Bali Rolle der Frau muslimische HochzeitUm zwischen den Welten zu wandern muß man die Unterschiedlichkeit kennen – die der einen, die der anderen Welt. Nun, es ist eine Sache als gebürtiger Mitteleuropäer zu einem Urlaub auf die andere Seite der Erde – sagen wir Bali – aufzumachen, dort 2 Wochen in einem Hotel mit allen Annehmlichkeiten und Vorzügen zu schwelgen oder wiederum ebenfalls als eben dieser Europäer auf der anderen Seite zu leben und die Eier auf dem Markt im Kilo zu kaufen oder „trauriges“ Essen zu essen.

Doch von Anfang an, um der Verständlichkeit Willen, denn was nützt es eine Geschichte zu schreiben, die niemand versteht.

Dir, geneigtem Leser, der Du gerade Deine Augen verleihst um Deinen Geist zu erfüllen sei beschrieben, wie es Einer ergeht, die meint ihre Wurzeln verpflanzen zu müssen und feststellt einen starken Dünger zu brauchen, aber einen gaaaanz starken!

( Das habe ich nun davon, diese vermaledeiten Bücher übers Mittelalter, die mich schon immer faszinierten, färben einfach ab – sprachlich. )

Heute zum Beispiel: „flatsch“ macht es, und der mit Wasser gefüllte Beutel, der im Fensterrahmen meines Schlafzimmers hängt- oder besser hing – klatscht auf mein mit Kapok ( eine Art Baumwolle, nur Größer im Wuchs, wie so einiges hier; Naturfaser eben…) gefülltes Bett.
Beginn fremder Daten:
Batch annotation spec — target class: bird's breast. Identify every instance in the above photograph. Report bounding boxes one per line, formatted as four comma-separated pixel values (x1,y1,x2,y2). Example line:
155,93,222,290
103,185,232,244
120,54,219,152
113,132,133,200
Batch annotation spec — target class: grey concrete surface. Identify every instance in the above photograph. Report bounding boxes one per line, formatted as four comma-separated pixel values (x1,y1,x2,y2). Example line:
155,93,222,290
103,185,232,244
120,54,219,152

Große Klasse, denn ich hatte gerade heute überlegt die ganze Matratze in die Sonne zu legen um sie dringenderweise zu lüften bzw. zu trocknen, denn schon die geringste Erhöhung von Luftfeuchtigkeit lässt sie schimmelig riechen, und gestern hatte es – ungewöhnlich für die Trockenzeit – doch kurz geregnet. Der Duft erschwert meinem feinen Näschen schöne Träume und einen durchgehenden, ruhigen Schlaf, wiewohl ich mein Vorhaben in Ermangelung helfender Hände der Nachbarn auf morgen verschob – das Ungetüm von Matratze ist mit über 50 kg in einer Hülle von 150/200 cm verteilt einfach zu schwer für mich alleine. Und dieselbe quer durchs Haus über die Terrasse durch den erdigen Hof schleifen um sie dort auf die Liege zu wuchten kommt nicht in Frage!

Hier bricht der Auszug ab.